Jetzt hat man herausgefunden, dass eine salzreiche Ernährung bei Heranwachsenden sogar die Pubertät verzögert. Und das wiederum kann auf lange Sicht die Fruchtbarkeit beeinflussen. Ausserdem kann zuviel Salz auch Verhaltensstörungen und eine niedrige Stressresistenz auslösen.

Die letzten Warnungen gegen eine zu salzreiche Ernährung stammen aus einer Studie der Universität von Wyoming, USA. Sie wurde auf dem europäischen Kongress für Endokrinologie vorgestellt. Als Endokrinologie bezeichnet man die Lehre von den Hormonen.

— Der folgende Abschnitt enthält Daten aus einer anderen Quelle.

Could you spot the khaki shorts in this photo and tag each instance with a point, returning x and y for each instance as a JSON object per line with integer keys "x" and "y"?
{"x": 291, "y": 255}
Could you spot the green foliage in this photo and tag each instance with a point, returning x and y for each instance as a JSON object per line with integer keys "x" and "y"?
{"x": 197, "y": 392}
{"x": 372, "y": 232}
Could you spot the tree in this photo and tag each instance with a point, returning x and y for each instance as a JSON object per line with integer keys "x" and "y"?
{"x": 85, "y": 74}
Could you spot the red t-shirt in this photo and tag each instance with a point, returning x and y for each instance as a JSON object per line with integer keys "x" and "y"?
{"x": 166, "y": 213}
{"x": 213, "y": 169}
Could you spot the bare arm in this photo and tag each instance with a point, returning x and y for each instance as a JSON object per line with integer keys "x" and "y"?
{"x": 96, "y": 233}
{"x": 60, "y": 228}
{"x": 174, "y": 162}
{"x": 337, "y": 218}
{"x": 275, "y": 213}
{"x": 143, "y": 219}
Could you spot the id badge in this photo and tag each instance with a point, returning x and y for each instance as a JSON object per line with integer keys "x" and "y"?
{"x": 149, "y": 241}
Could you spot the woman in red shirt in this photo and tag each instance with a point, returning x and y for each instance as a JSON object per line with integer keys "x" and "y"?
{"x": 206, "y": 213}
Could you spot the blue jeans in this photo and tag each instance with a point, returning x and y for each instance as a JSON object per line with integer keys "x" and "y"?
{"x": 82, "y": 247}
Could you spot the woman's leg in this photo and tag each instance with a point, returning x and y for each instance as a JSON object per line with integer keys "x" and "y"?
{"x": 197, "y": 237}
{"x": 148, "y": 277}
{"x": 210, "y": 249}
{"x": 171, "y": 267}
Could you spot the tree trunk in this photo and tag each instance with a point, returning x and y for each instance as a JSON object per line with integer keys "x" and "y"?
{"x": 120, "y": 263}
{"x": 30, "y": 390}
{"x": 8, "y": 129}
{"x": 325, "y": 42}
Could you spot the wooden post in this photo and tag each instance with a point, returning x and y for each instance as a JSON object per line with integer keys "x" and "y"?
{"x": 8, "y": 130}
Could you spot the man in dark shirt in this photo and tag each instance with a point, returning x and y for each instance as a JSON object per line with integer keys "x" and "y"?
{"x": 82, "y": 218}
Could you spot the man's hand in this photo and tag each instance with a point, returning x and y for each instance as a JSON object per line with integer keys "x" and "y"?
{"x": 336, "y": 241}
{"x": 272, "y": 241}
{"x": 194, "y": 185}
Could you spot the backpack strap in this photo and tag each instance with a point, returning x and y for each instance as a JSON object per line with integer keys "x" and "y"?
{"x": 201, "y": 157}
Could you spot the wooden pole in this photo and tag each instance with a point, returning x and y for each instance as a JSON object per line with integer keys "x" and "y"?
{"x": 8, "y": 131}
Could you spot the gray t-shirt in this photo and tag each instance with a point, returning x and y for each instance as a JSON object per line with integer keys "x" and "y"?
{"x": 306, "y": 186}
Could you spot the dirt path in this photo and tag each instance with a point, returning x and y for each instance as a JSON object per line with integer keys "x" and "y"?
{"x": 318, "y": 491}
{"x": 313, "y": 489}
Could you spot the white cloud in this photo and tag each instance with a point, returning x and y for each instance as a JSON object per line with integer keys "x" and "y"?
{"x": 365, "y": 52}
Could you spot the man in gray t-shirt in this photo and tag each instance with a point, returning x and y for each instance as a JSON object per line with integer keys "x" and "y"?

Die Forscher testeten die Wirkung unterschiedlicher Salzgehalte an jungen Ratten. Bei den an Salz über- respektive unterfütterten Ratten trat die Pubertät später als gewöhnlich auf. Daraus schlossen die Wissenschaftler, dass ein Organismus auf jeden Fall Salz benötigt, um die Pubertät einzuleiten. Und sie folgerten, dass durch die Verschiebung der Pubertät eines Menschen bei diesem später wahrscheinlich Fruchtbarkeitsprobleme auftreten werden.

 

Laut Weltgesundheits-Organisation essen Menschen auf der ganzen Welt zu viel Salz. Empfohlen wird eine Tagesdosis von 5 Gramm. Ist eine Mahlzeit entsprechend fest gesalzen, wird das Sättigungsgefühl unterdrückt und man isst mehr als normal.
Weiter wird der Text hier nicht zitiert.